We’ve all been on those compliance courses where we learn about the correct procedure for doing something, and then go back into the office the next day and continue doing things exactly how we used to. The issue here is not lack of knowledge; we know the correct procedure. It’s that the knowledge is not being applied. Reaching Kirkpatrick’s level 3 means asking, are participants using what they learned?

How do I move up to this level? This is usually something you have to assess a little while after the course has been taken; you need to leave time for the new behaviours to settle in.

The best way of gaining this kind of insight is through 360º feedback.

360º feedback comes from the participant themselves, their colleagues, and their superiors. Asking the participant and everyone around them if their behaviour has changed after taking the learning will give you a 360º view of the situation! If your training has had the desired effect, it will be noticeable to everyone involved.

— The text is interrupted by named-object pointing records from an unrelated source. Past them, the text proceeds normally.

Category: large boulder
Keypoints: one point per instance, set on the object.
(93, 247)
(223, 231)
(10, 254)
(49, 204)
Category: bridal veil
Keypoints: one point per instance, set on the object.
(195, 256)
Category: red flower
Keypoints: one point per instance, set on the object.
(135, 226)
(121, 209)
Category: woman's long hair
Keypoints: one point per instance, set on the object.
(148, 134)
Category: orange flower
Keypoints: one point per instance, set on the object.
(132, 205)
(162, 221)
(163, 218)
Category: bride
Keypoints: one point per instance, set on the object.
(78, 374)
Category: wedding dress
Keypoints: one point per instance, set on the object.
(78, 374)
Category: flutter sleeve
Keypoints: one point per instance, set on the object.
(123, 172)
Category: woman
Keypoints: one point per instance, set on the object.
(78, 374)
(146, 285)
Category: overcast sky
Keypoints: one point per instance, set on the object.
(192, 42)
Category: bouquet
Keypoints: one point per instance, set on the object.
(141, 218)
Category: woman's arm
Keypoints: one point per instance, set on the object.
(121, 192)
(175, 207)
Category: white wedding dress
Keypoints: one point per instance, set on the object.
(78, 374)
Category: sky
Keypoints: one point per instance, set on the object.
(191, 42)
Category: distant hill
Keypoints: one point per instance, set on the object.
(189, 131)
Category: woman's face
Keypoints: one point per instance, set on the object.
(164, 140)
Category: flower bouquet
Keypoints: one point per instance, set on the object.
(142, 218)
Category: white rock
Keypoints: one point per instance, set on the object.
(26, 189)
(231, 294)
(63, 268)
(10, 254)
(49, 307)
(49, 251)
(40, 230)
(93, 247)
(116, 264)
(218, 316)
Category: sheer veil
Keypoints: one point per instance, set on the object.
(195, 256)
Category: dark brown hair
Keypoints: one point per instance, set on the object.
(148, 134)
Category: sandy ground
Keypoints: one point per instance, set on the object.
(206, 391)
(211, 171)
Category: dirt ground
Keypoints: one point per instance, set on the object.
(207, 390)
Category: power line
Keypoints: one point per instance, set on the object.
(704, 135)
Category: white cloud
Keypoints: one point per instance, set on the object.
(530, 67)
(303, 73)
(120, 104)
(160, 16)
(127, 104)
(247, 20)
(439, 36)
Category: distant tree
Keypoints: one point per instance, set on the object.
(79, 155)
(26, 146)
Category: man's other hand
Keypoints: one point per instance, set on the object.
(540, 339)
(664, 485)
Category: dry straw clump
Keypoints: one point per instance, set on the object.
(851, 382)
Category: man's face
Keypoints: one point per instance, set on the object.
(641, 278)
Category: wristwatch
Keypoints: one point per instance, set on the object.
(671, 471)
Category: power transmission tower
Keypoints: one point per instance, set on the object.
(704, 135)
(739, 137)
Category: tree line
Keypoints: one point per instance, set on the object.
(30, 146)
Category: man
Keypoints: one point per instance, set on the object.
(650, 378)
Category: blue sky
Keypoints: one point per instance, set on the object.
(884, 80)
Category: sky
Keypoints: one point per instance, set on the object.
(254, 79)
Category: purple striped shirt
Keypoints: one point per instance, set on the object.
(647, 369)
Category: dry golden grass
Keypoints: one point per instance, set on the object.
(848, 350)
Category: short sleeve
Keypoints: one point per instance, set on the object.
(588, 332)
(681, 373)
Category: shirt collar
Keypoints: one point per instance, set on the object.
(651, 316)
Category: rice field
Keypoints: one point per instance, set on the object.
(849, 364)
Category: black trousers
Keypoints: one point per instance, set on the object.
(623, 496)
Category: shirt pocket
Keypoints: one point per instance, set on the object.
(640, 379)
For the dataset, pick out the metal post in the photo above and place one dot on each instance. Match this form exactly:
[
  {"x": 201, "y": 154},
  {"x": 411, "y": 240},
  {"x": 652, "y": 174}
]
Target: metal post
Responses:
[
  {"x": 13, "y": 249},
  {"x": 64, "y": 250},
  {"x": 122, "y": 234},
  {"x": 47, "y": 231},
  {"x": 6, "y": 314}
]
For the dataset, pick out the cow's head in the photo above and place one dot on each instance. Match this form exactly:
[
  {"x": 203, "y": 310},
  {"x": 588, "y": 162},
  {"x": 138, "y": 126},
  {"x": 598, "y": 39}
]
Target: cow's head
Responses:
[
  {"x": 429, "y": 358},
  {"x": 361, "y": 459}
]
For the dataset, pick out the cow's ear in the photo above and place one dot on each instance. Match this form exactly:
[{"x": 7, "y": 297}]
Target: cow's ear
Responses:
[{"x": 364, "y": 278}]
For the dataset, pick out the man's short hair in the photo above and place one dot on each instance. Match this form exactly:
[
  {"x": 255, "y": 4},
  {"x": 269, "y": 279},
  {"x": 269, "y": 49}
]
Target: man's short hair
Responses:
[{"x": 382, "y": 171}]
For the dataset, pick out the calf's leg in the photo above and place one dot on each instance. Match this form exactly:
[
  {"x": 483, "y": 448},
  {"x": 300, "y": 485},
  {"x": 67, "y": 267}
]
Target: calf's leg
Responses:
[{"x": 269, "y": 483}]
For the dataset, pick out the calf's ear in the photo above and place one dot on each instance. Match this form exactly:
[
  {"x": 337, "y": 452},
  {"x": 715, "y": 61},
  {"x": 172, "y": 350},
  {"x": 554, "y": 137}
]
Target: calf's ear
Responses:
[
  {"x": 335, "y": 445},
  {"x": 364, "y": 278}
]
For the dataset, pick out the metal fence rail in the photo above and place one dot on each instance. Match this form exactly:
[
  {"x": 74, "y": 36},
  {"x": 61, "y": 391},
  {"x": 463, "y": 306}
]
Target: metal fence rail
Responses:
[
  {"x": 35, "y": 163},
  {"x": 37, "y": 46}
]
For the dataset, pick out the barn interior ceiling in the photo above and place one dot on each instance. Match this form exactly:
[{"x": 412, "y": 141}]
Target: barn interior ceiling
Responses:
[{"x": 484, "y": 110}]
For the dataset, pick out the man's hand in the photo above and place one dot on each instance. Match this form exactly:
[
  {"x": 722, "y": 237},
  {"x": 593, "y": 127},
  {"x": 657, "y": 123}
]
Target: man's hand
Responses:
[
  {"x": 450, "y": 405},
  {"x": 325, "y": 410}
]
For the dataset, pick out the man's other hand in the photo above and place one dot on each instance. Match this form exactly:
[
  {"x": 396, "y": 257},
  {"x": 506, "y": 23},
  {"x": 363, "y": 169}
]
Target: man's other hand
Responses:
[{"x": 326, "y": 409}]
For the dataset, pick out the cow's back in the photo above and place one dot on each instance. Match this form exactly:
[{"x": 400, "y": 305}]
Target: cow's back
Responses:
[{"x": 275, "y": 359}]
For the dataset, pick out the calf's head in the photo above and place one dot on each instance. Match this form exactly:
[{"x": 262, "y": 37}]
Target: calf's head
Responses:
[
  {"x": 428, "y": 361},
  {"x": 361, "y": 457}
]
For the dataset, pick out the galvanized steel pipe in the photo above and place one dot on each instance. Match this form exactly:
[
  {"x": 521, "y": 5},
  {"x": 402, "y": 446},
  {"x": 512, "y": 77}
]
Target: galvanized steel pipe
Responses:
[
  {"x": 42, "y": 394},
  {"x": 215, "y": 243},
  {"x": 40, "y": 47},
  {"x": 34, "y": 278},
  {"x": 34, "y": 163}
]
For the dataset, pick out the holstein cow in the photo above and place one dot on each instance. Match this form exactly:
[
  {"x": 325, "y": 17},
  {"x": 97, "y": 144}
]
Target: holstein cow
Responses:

Sometimes, the feedback will say that no changes have occured. In those instances it’s important to ask why people think this is. Behaviour can only change if the conditions for it are favourable. Will the boss actually let your participant apply their new knowledge? Is there a tool or a system that has not been put in place? Does the learner have any desire or incentive to apply the learning? And what can be done to remedy these situations?

Results Kirkpatrick’s final level of evaluation looks at whether training positively impacted the organisation.

This relies on goals being set before development of the training. What changes were managers looking for? How is success defined? Otherwise, you won’t know what results you’re looking to see.

How do I move up to this level? The way you evaluate this will be determined by the results you’re looking to see. Typically, it will involve analysing data. If it’s improvement in ROI you’re aiming for, you need to be assessing financial statements. If it’s a lessening of health and safety incidents in the office, you need the data on how many incidents there have been.


When evaluating the impact of your training, it’s important to know about all 4 of these levels. For example, if behaviour hasn’t changed, you need to look at the previous levels to understand why - did people actually learn what they needed to? And if not, is that because the design was so confusing and unhelpful that they mentally checked out? Plan your training evaluations to cover all 4 levels; that way, you’ll have the best perspective on how effective your training is, and how it can be improved.